For our girl, we chose dance. We wanted something that crossed over into more than just a physical activity, and with her love of music, creativity, and vision to dance, it was the perfect fit. According to Jeanna Reiter, new owner of and long-time instructor at Flagler School of Dance, “Dance education not only provides students opportunities to learn a healthy lifestyle and technique, such as posture and pointing their toes, but also life skills necessary for success. For example, dancers learn hard work, confidence, responsibility, perseverance, team work, accountability, and so much more, all while de-stressing and cultivating a passion for the arts… It is a physical workout intertwined with camouflaged life-lessons and an appreciation for music, movement, and artistry.” When she heard me talking about dance class, the mother of one of our girl’s friends mentioned to me that her daughter’s pediatrician recommended dance for her to help build strength and proper use of her leg muscles as she currently walks a bit pigeon-toed. In this sense, dance could be used as a developmental therapy of sorts, and it is commonly recommended as a therapy for scoliosis, making it a non-medicine approach that prevents and corrects.

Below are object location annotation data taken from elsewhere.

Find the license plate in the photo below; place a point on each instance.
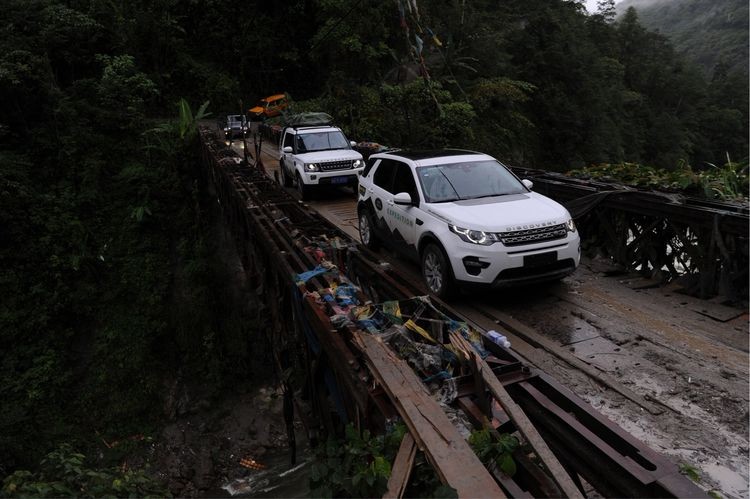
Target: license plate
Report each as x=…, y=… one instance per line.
x=540, y=259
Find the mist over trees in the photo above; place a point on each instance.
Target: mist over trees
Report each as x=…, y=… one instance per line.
x=108, y=280
x=708, y=32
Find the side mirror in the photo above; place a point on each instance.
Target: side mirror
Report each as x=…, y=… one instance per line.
x=403, y=199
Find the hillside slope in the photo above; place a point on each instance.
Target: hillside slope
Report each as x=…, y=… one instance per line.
x=707, y=31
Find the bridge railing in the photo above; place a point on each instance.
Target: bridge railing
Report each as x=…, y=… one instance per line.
x=699, y=243
x=334, y=372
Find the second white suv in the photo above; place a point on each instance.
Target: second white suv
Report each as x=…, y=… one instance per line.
x=312, y=156
x=465, y=218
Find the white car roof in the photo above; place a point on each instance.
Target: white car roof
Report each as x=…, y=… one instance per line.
x=314, y=129
x=437, y=157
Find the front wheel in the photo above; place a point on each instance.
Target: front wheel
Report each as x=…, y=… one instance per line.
x=285, y=180
x=366, y=231
x=304, y=190
x=436, y=271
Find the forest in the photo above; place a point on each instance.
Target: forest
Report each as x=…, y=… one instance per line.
x=111, y=282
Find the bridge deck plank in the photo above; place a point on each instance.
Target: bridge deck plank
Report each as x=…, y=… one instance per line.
x=451, y=456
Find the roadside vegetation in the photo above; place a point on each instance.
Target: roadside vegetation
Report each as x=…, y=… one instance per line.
x=111, y=292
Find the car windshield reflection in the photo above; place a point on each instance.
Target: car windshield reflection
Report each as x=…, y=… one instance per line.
x=468, y=180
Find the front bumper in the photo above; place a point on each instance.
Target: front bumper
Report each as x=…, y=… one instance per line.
x=499, y=266
x=340, y=177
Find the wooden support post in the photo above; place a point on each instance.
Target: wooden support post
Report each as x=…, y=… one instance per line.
x=450, y=455
x=402, y=467
x=521, y=421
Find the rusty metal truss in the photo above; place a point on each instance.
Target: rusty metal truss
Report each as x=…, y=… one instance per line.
x=335, y=374
x=702, y=243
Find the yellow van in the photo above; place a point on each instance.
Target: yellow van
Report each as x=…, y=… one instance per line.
x=269, y=106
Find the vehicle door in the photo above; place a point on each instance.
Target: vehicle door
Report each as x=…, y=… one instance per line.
x=403, y=219
x=287, y=158
x=380, y=193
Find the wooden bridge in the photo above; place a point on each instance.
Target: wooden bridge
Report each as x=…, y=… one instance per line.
x=336, y=314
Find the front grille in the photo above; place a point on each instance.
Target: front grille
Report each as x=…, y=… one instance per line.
x=535, y=235
x=336, y=165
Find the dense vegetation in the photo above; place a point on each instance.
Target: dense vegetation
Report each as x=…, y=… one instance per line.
x=108, y=277
x=710, y=33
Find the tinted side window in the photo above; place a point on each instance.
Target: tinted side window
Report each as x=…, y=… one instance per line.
x=404, y=181
x=288, y=140
x=370, y=163
x=384, y=174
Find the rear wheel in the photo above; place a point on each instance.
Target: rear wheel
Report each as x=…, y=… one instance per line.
x=285, y=180
x=366, y=231
x=304, y=190
x=436, y=271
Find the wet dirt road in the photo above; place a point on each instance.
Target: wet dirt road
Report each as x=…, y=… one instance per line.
x=670, y=369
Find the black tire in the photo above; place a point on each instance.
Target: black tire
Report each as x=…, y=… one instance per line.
x=285, y=180
x=367, y=230
x=304, y=190
x=436, y=271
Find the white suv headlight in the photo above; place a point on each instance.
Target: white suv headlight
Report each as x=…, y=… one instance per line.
x=474, y=236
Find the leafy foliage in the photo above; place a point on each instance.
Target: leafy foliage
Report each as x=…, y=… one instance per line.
x=498, y=450
x=64, y=473
x=110, y=281
x=727, y=183
x=359, y=466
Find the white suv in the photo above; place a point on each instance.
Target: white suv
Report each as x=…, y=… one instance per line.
x=310, y=156
x=466, y=218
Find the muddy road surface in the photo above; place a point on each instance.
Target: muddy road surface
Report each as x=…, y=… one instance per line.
x=668, y=368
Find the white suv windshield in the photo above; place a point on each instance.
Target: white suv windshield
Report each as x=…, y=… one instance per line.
x=321, y=141
x=469, y=180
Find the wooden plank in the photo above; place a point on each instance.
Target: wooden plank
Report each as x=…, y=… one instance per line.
x=522, y=423
x=450, y=455
x=514, y=327
x=402, y=467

Though each activity or organized youth sport can boast its own unique advantages, most offer children these common qualities: socialization, confidence, and stress-relief. Most youth sports and physical activities have the added bonus, as mentioned about dance, of relieving tension, something more adults need. In today’s fast-paced society, this is a clear advantage of good habits more adults could use. Why not start early? Knox says he tells his yoga students “to use their yoga breathing techniques when they are stressed (especially before a test).”  Kimberly Hale, Director of Flagler Sheriff P.A.L. says in her experience she sees that, “healthy, physically active kids also are more likely to be academically motivated, alert, and successful…and physical competence builds self-esteem at every age.” Again, socialization is a common thread in almost all organized youth activities. It isn’t just about learning to play and have fun together either; kids learn how to be part of a team and to build up one another and to get along with different personality types, a skill that will be required of them for the rest of their lives.

Also, in order to keep your child excited about this endeavor, and wanting to continue, Kimberly Hale suggests, “Parents should volunteer and be part of the program [when possible] to keep kids interested. It supports bonding with the families and the kids feel safer when they have someone they know around. I also feel kids strive to do better at something to impress their parents.” Children do learn by example and they watch every move we make, whether we realize it or not. As they are learning about life, they want to know they have the support of the ones they love and respect.

Again, consider the personality and interests of your child in order to begin testing what fits best. Give them choices and do your research. Rego says of martial arts, “There are a lot of schools…but there is a lot of fast food too…it doesn’t mean that it’s good for you. Look for quality and substance.” Obviously this could be said of many activities choices out there. The right experience can make all the difference, so we must be able to guide our kids into what is best for them as individuals. What works for some may not work for others, but there are enough choices around Flagler County to find at least one good fit for your child’s needs and personality. Clearly, it is up to us to help today’s youth, the next generation of leaders, to form good habits now. As parents, aunts and uncles, cousins, neighbors, and community leaders, we should be able to break the trend of childhood obesity and sedentary lifestyles by mixing healthy activity with fun.